Every Dataset class must include the methods get_example(self, idx), where idx is an int, and __len__(self). __len__(self) returns the length of your data set i.e. the number of images. Later on, one epoch is defined as iterating through all indices from 0 to __len__(self)__-1.

get_example(self, index) gets the current index as argument. Normally, these indices are drawn at random but every index is used once in an epoch, which makes for nice, evenly distributed data. The method must return a dict with string s as keys and the data as element. A nice example would be MNIST. Typically, get_example would return a dict like:

{label: int, image: np.array}

Naturally, you do not have to use these keys and the dict can contain as many keys and data of any type as you want.

Batches

If you want to use batches of data you do not have to change anything but the config. Batches are automatically created based on the key batch_size which you specify in the config.

A cool feature when working with examples of nested dictionaries is, that they behave the same as their batch versions! I.e. you can access the same keys in the same order in a single example and in a batch of examples and still end up at the value or batch ofl values you would expect.

example = {'a': 1, 'b': {'c': 1}, 'd': [1, 2]}

# after applting our batching algorithm on a list of three of the above examples:
batch_of_3_examples = {'a': [1, 1, 1], 'b': {'c': [1, 1, 1]}, 'd': [[1, 1, 1], [2, 2, 2]]}

example['a'] == 1  # True
example['d'][0] == 1  # True

batch_of_3_examples['a'] == [1, 1, 1]  # True
batch_of_3_examples['d'][0] == [1, 1, 1]  # True

This comes in especially handy when you use the utility functions found at edflow.util for handling nested structures, as you now can use the same keys anytime:

from edflow.util import retrieve

retrieve(example, 'a') == 1  # True
retrieve(example, 'd/0') == 1  # True

retrieve(batch_of_3_examples, 'a') == [1, 1, 1]  # True
retrieve(batch_of_3_examples, 'd/0') == [1, 1, 1]  # True

Advanced Data Sets

There is a wealth of Dataset manipulation classes, which almost all manipulate the base dataset by manipulating the indices passed to the dataset.

  • SubDataset

  • SequenceDataset

  • ConcatenatedDataset

  • ExampleConcatenatedDataset

More exist, but the above are the ones used most as a recent survey has shown 2.

2

Johannes Haux: I use SubDataset, SequenceDataset, ConcatenatedDataset, ExampleConcatenatedDataset.
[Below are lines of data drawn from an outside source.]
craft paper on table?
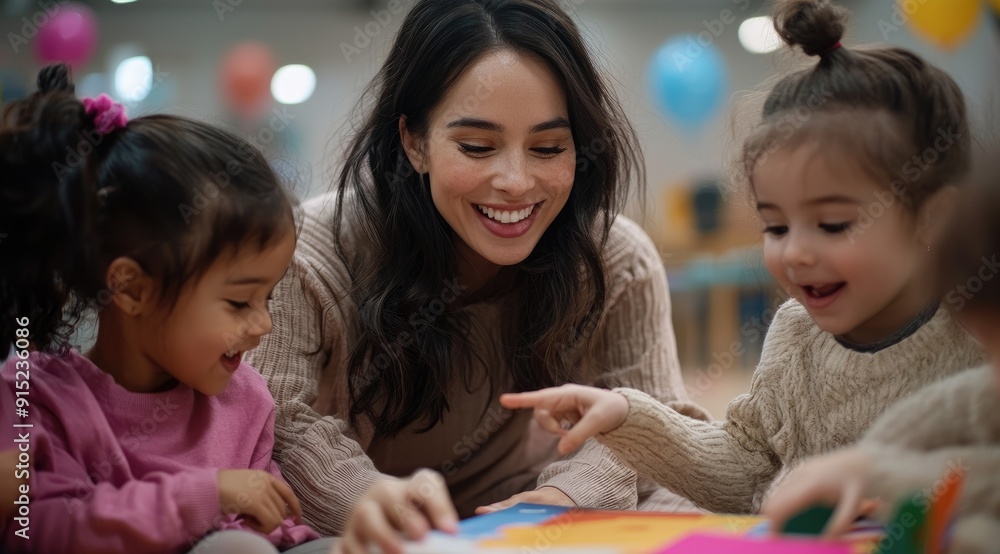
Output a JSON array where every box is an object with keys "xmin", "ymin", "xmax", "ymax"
[
  {"xmin": 403, "ymin": 503, "xmax": 881, "ymax": 554},
  {"xmin": 405, "ymin": 504, "xmax": 759, "ymax": 553},
  {"xmin": 655, "ymin": 533, "xmax": 854, "ymax": 554}
]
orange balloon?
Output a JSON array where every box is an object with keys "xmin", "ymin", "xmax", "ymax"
[
  {"xmin": 992, "ymin": 0, "xmax": 1000, "ymax": 14},
  {"xmin": 902, "ymin": 0, "xmax": 981, "ymax": 49},
  {"xmin": 220, "ymin": 42, "xmax": 277, "ymax": 117}
]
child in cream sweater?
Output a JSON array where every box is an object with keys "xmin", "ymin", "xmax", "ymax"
[
  {"xmin": 499, "ymin": 0, "xmax": 984, "ymax": 515},
  {"xmin": 763, "ymin": 160, "xmax": 1000, "ymax": 554}
]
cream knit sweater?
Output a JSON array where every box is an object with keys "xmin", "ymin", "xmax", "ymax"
[
  {"xmin": 246, "ymin": 192, "xmax": 706, "ymax": 535},
  {"xmin": 859, "ymin": 365, "xmax": 1000, "ymax": 554},
  {"xmin": 598, "ymin": 299, "xmax": 983, "ymax": 514}
]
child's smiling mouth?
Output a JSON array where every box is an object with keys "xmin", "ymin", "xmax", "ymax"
[
  {"xmin": 800, "ymin": 282, "xmax": 846, "ymax": 310},
  {"xmin": 804, "ymin": 283, "xmax": 845, "ymax": 298}
]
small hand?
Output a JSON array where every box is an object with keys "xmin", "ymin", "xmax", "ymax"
[
  {"xmin": 500, "ymin": 384, "xmax": 630, "ymax": 455},
  {"xmin": 217, "ymin": 469, "xmax": 302, "ymax": 534},
  {"xmin": 762, "ymin": 448, "xmax": 874, "ymax": 538},
  {"xmin": 337, "ymin": 469, "xmax": 458, "ymax": 554},
  {"xmin": 474, "ymin": 486, "xmax": 576, "ymax": 515}
]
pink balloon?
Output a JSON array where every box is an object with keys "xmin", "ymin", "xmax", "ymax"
[{"xmin": 36, "ymin": 3, "xmax": 98, "ymax": 69}]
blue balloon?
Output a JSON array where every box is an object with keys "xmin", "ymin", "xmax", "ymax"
[{"xmin": 648, "ymin": 35, "xmax": 728, "ymax": 131}]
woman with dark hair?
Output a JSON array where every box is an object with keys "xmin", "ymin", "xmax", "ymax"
[{"xmin": 247, "ymin": 0, "xmax": 705, "ymax": 536}]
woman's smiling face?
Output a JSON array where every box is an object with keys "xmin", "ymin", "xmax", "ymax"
[{"xmin": 401, "ymin": 49, "xmax": 576, "ymax": 278}]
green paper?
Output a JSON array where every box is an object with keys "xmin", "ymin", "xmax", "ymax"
[
  {"xmin": 876, "ymin": 493, "xmax": 927, "ymax": 554},
  {"xmin": 782, "ymin": 505, "xmax": 835, "ymax": 535}
]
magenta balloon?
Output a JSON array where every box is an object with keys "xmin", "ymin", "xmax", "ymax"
[{"xmin": 36, "ymin": 4, "xmax": 98, "ymax": 68}]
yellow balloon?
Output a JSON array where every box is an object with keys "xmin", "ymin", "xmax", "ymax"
[{"xmin": 902, "ymin": 0, "xmax": 981, "ymax": 49}]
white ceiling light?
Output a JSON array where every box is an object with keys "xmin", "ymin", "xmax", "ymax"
[
  {"xmin": 114, "ymin": 56, "xmax": 153, "ymax": 102},
  {"xmin": 271, "ymin": 64, "xmax": 316, "ymax": 105},
  {"xmin": 738, "ymin": 16, "xmax": 782, "ymax": 54}
]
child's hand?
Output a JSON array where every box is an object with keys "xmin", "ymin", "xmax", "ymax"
[
  {"xmin": 762, "ymin": 448, "xmax": 875, "ymax": 538},
  {"xmin": 337, "ymin": 469, "xmax": 458, "ymax": 554},
  {"xmin": 500, "ymin": 384, "xmax": 629, "ymax": 455},
  {"xmin": 474, "ymin": 485, "xmax": 575, "ymax": 515},
  {"xmin": 217, "ymin": 469, "xmax": 302, "ymax": 534},
  {"xmin": 1, "ymin": 448, "xmax": 27, "ymax": 520}
]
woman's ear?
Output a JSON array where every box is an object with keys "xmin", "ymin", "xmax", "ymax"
[
  {"xmin": 105, "ymin": 257, "xmax": 157, "ymax": 317},
  {"xmin": 917, "ymin": 185, "xmax": 959, "ymax": 250},
  {"xmin": 399, "ymin": 115, "xmax": 427, "ymax": 174}
]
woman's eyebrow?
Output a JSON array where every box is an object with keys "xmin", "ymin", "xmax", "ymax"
[
  {"xmin": 445, "ymin": 117, "xmax": 570, "ymax": 134},
  {"xmin": 529, "ymin": 117, "xmax": 570, "ymax": 133},
  {"xmin": 447, "ymin": 117, "xmax": 502, "ymax": 131}
]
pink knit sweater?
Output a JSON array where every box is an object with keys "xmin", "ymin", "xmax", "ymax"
[{"xmin": 0, "ymin": 349, "xmax": 318, "ymax": 553}]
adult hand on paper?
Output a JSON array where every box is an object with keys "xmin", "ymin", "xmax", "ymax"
[
  {"xmin": 499, "ymin": 384, "xmax": 629, "ymax": 455},
  {"xmin": 474, "ymin": 486, "xmax": 576, "ymax": 515},
  {"xmin": 336, "ymin": 469, "xmax": 459, "ymax": 554},
  {"xmin": 762, "ymin": 447, "xmax": 876, "ymax": 538}
]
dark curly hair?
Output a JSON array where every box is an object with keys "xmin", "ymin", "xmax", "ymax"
[{"xmin": 0, "ymin": 64, "xmax": 295, "ymax": 351}]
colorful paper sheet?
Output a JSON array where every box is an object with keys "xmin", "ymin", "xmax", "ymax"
[
  {"xmin": 656, "ymin": 533, "xmax": 853, "ymax": 553},
  {"xmin": 404, "ymin": 503, "xmax": 879, "ymax": 554}
]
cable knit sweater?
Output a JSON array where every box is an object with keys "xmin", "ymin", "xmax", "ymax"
[
  {"xmin": 598, "ymin": 299, "xmax": 983, "ymax": 514},
  {"xmin": 245, "ymin": 192, "xmax": 707, "ymax": 535},
  {"xmin": 858, "ymin": 365, "xmax": 1000, "ymax": 554}
]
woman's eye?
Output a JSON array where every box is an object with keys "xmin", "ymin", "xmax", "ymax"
[
  {"xmin": 820, "ymin": 222, "xmax": 851, "ymax": 233},
  {"xmin": 227, "ymin": 300, "xmax": 251, "ymax": 310},
  {"xmin": 458, "ymin": 143, "xmax": 494, "ymax": 156},
  {"xmin": 532, "ymin": 146, "xmax": 567, "ymax": 157},
  {"xmin": 762, "ymin": 225, "xmax": 788, "ymax": 236}
]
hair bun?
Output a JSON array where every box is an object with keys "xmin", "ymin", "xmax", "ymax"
[
  {"xmin": 36, "ymin": 63, "xmax": 75, "ymax": 95},
  {"xmin": 772, "ymin": 0, "xmax": 848, "ymax": 57}
]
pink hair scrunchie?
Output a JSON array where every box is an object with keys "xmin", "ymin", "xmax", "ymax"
[{"xmin": 82, "ymin": 94, "xmax": 128, "ymax": 135}]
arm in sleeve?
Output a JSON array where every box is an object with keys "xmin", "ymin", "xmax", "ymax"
[
  {"xmin": 586, "ymin": 296, "xmax": 806, "ymax": 513},
  {"xmin": 860, "ymin": 445, "xmax": 1000, "ymax": 521},
  {"xmin": 244, "ymin": 255, "xmax": 392, "ymax": 535},
  {"xmin": 536, "ymin": 225, "xmax": 710, "ymax": 509},
  {"xmin": 597, "ymin": 381, "xmax": 782, "ymax": 514},
  {"xmin": 858, "ymin": 367, "xmax": 1000, "ymax": 524}
]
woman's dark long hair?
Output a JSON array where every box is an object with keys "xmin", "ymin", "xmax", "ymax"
[{"xmin": 336, "ymin": 0, "xmax": 644, "ymax": 437}]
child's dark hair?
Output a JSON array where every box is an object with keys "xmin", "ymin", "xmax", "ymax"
[
  {"xmin": 0, "ymin": 64, "xmax": 295, "ymax": 352},
  {"xmin": 937, "ymin": 150, "xmax": 1000, "ymax": 317},
  {"xmin": 740, "ymin": 0, "xmax": 970, "ymax": 210}
]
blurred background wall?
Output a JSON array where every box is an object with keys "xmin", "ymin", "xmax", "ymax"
[{"xmin": 3, "ymin": 0, "xmax": 998, "ymax": 414}]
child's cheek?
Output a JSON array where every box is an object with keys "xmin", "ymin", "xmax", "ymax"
[{"xmin": 762, "ymin": 248, "xmax": 788, "ymax": 289}]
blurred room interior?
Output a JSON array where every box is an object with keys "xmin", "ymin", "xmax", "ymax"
[{"xmin": 3, "ymin": 0, "xmax": 998, "ymax": 416}]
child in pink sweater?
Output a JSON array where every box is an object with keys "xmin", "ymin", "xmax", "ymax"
[{"xmin": 0, "ymin": 64, "xmax": 328, "ymax": 553}]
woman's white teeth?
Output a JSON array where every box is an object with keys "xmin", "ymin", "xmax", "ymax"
[{"xmin": 477, "ymin": 204, "xmax": 534, "ymax": 224}]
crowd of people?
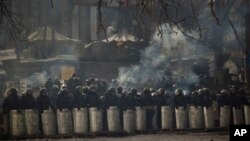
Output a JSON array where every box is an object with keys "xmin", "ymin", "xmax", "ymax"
[{"xmin": 1, "ymin": 73, "xmax": 250, "ymax": 131}]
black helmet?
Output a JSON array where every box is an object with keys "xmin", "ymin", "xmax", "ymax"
[
  {"xmin": 117, "ymin": 86, "xmax": 123, "ymax": 93},
  {"xmin": 61, "ymin": 84, "xmax": 68, "ymax": 90},
  {"xmin": 75, "ymin": 86, "xmax": 83, "ymax": 93},
  {"xmin": 90, "ymin": 85, "xmax": 97, "ymax": 92},
  {"xmin": 143, "ymin": 88, "xmax": 151, "ymax": 95},
  {"xmin": 40, "ymin": 88, "xmax": 47, "ymax": 96},
  {"xmin": 109, "ymin": 87, "xmax": 116, "ymax": 93},
  {"xmin": 61, "ymin": 88, "xmax": 69, "ymax": 95},
  {"xmin": 130, "ymin": 88, "xmax": 137, "ymax": 94},
  {"xmin": 197, "ymin": 89, "xmax": 203, "ymax": 95},
  {"xmin": 52, "ymin": 84, "xmax": 59, "ymax": 89},
  {"xmin": 220, "ymin": 89, "xmax": 228, "ymax": 95},
  {"xmin": 158, "ymin": 88, "xmax": 165, "ymax": 95},
  {"xmin": 82, "ymin": 86, "xmax": 89, "ymax": 94},
  {"xmin": 8, "ymin": 88, "xmax": 18, "ymax": 96},
  {"xmin": 175, "ymin": 88, "xmax": 183, "ymax": 95},
  {"xmin": 151, "ymin": 92, "xmax": 158, "ymax": 97},
  {"xmin": 149, "ymin": 88, "xmax": 155, "ymax": 93},
  {"xmin": 191, "ymin": 91, "xmax": 198, "ymax": 95}
]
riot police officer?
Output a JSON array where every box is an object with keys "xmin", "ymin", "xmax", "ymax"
[
  {"xmin": 86, "ymin": 85, "xmax": 102, "ymax": 108},
  {"xmin": 141, "ymin": 88, "xmax": 154, "ymax": 129},
  {"xmin": 21, "ymin": 89, "xmax": 36, "ymax": 110},
  {"xmin": 103, "ymin": 87, "xmax": 119, "ymax": 108},
  {"xmin": 56, "ymin": 88, "xmax": 73, "ymax": 110},
  {"xmin": 2, "ymin": 88, "xmax": 21, "ymax": 114},
  {"xmin": 2, "ymin": 88, "xmax": 21, "ymax": 137},
  {"xmin": 36, "ymin": 89, "xmax": 52, "ymax": 112},
  {"xmin": 203, "ymin": 88, "xmax": 213, "ymax": 108},
  {"xmin": 73, "ymin": 86, "xmax": 87, "ymax": 108},
  {"xmin": 217, "ymin": 89, "xmax": 230, "ymax": 107},
  {"xmin": 189, "ymin": 91, "xmax": 198, "ymax": 106},
  {"xmin": 117, "ymin": 86, "xmax": 123, "ymax": 96},
  {"xmin": 196, "ymin": 89, "xmax": 205, "ymax": 107},
  {"xmin": 49, "ymin": 84, "xmax": 60, "ymax": 108},
  {"xmin": 173, "ymin": 88, "xmax": 187, "ymax": 108},
  {"xmin": 36, "ymin": 89, "xmax": 53, "ymax": 133},
  {"xmin": 229, "ymin": 86, "xmax": 241, "ymax": 108}
]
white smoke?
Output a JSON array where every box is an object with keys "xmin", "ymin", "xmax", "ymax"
[{"xmin": 117, "ymin": 25, "xmax": 209, "ymax": 90}]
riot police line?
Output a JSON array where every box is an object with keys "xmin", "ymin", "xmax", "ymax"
[
  {"xmin": 3, "ymin": 104, "xmax": 250, "ymax": 137},
  {"xmin": 1, "ymin": 86, "xmax": 250, "ymax": 138}
]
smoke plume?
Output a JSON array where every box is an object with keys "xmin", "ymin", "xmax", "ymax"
[{"xmin": 117, "ymin": 25, "xmax": 210, "ymax": 91}]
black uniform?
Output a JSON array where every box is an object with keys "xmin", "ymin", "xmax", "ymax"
[
  {"xmin": 86, "ymin": 90, "xmax": 102, "ymax": 108},
  {"xmin": 217, "ymin": 93, "xmax": 230, "ymax": 107},
  {"xmin": 203, "ymin": 90, "xmax": 213, "ymax": 107},
  {"xmin": 141, "ymin": 88, "xmax": 154, "ymax": 129},
  {"xmin": 36, "ymin": 90, "xmax": 52, "ymax": 112},
  {"xmin": 53, "ymin": 78, "xmax": 61, "ymax": 89},
  {"xmin": 49, "ymin": 85, "xmax": 60, "ymax": 107},
  {"xmin": 56, "ymin": 89, "xmax": 73, "ymax": 110},
  {"xmin": 21, "ymin": 90, "xmax": 36, "ymax": 109},
  {"xmin": 45, "ymin": 78, "xmax": 53, "ymax": 93},
  {"xmin": 239, "ymin": 88, "xmax": 249, "ymax": 105},
  {"xmin": 36, "ymin": 89, "xmax": 52, "ymax": 134},
  {"xmin": 230, "ymin": 91, "xmax": 241, "ymax": 108},
  {"xmin": 173, "ymin": 93, "xmax": 187, "ymax": 108},
  {"xmin": 2, "ymin": 88, "xmax": 21, "ymax": 114},
  {"xmin": 103, "ymin": 91, "xmax": 119, "ymax": 108},
  {"xmin": 73, "ymin": 87, "xmax": 87, "ymax": 108}
]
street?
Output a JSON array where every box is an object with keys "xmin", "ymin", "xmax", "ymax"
[{"xmin": 16, "ymin": 132, "xmax": 229, "ymax": 141}]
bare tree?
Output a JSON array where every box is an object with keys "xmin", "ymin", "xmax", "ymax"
[
  {"xmin": 97, "ymin": 0, "xmax": 203, "ymax": 39},
  {"xmin": 0, "ymin": 0, "xmax": 22, "ymax": 45}
]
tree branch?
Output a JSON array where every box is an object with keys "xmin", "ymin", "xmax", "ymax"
[
  {"xmin": 228, "ymin": 18, "xmax": 245, "ymax": 49},
  {"xmin": 50, "ymin": 0, "xmax": 54, "ymax": 8}
]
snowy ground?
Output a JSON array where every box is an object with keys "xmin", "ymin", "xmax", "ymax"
[{"xmin": 16, "ymin": 132, "xmax": 229, "ymax": 141}]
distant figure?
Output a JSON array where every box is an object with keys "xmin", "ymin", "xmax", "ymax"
[
  {"xmin": 103, "ymin": 87, "xmax": 120, "ymax": 108},
  {"xmin": 82, "ymin": 86, "xmax": 89, "ymax": 95},
  {"xmin": 173, "ymin": 88, "xmax": 187, "ymax": 108},
  {"xmin": 73, "ymin": 86, "xmax": 87, "ymax": 108},
  {"xmin": 36, "ymin": 89, "xmax": 52, "ymax": 113},
  {"xmin": 56, "ymin": 88, "xmax": 73, "ymax": 110},
  {"xmin": 238, "ymin": 87, "xmax": 249, "ymax": 105},
  {"xmin": 2, "ymin": 88, "xmax": 21, "ymax": 114},
  {"xmin": 49, "ymin": 85, "xmax": 60, "ymax": 107},
  {"xmin": 189, "ymin": 91, "xmax": 198, "ymax": 106},
  {"xmin": 45, "ymin": 77, "xmax": 53, "ymax": 93},
  {"xmin": 21, "ymin": 89, "xmax": 36, "ymax": 109},
  {"xmin": 71, "ymin": 77, "xmax": 82, "ymax": 93},
  {"xmin": 229, "ymin": 86, "xmax": 241, "ymax": 108},
  {"xmin": 117, "ymin": 86, "xmax": 123, "ymax": 96},
  {"xmin": 217, "ymin": 89, "xmax": 230, "ymax": 107},
  {"xmin": 141, "ymin": 88, "xmax": 153, "ymax": 107},
  {"xmin": 53, "ymin": 77, "xmax": 61, "ymax": 89},
  {"xmin": 67, "ymin": 73, "xmax": 76, "ymax": 94},
  {"xmin": 203, "ymin": 88, "xmax": 213, "ymax": 108},
  {"xmin": 86, "ymin": 85, "xmax": 102, "ymax": 108},
  {"xmin": 141, "ymin": 88, "xmax": 154, "ymax": 129},
  {"xmin": 36, "ymin": 88, "xmax": 52, "ymax": 134}
]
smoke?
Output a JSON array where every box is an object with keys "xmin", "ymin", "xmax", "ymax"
[
  {"xmin": 25, "ymin": 71, "xmax": 48, "ymax": 87},
  {"xmin": 116, "ymin": 25, "xmax": 210, "ymax": 91}
]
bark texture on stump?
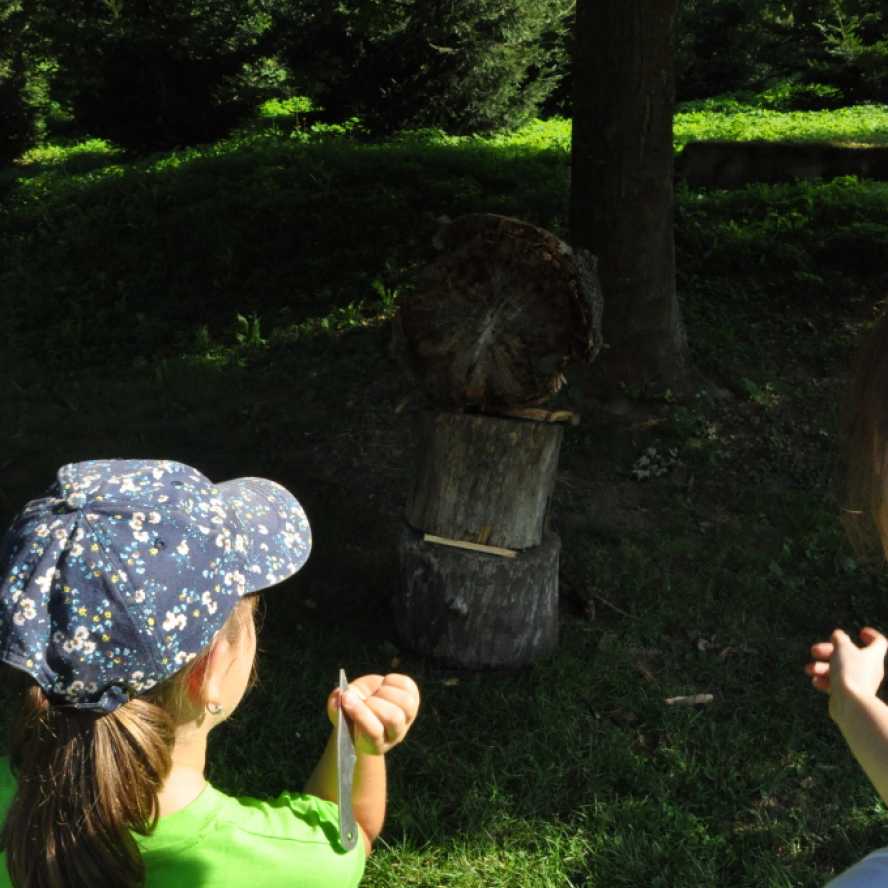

The rest I do not use.

Dataset Workflow

Warning

Datasets, which are specified in the edflow config, must accept one positional argument config!

A basic workflow with data in edflow looks like this:

  1. Load the raw data into some DatasetMixin derived custom class.

  2. Use this dataset in a different class, which accepts a config-dictionary, containing all relevant parameters, e.g. for making splits (e.g. train, valid).

This workflow allows to separate the raw loading of the data and reusing it in various settings. Of course you can merge both steps or add many more.

Note

You can also define a function, which accepts a config, to build you Dataset __class__. During construction of the dataset, edflow only expects the module defined in the config behind dataset to accept the config as parameter. This behaviour is discouraged though, as one cannot inherit from those functions, limiting reusability.

It is also worth noting, that limiting the nestedness of your Dataset pipeline greatly increases reusability as it helps understanding what is happening to the raw data.

To further increase the usefulness of your datasets always add documentation and especially add an example, of what an example from you dataset might look like. This can be beautifully done using the function edflow.util.pp2mkdtable(), which formats the content of the example as markdown grid-table:

from edflow.util import pp2mkdtable

D = MyDataset()
example = D[10]

nicely_formatted_string = pp2mkdtable(example)

# Just copy it from the terminal
print(nicely_formatted_string)

# Or write it to a file
with open('output.md', 'w+') as example_file:
    example_file.write(nicely_formatted_string)

SubDataset

Given a dataset and an arbitrary list of indices, which must be in the range [0, len(dataset_], it will change the way the indices are interpreted.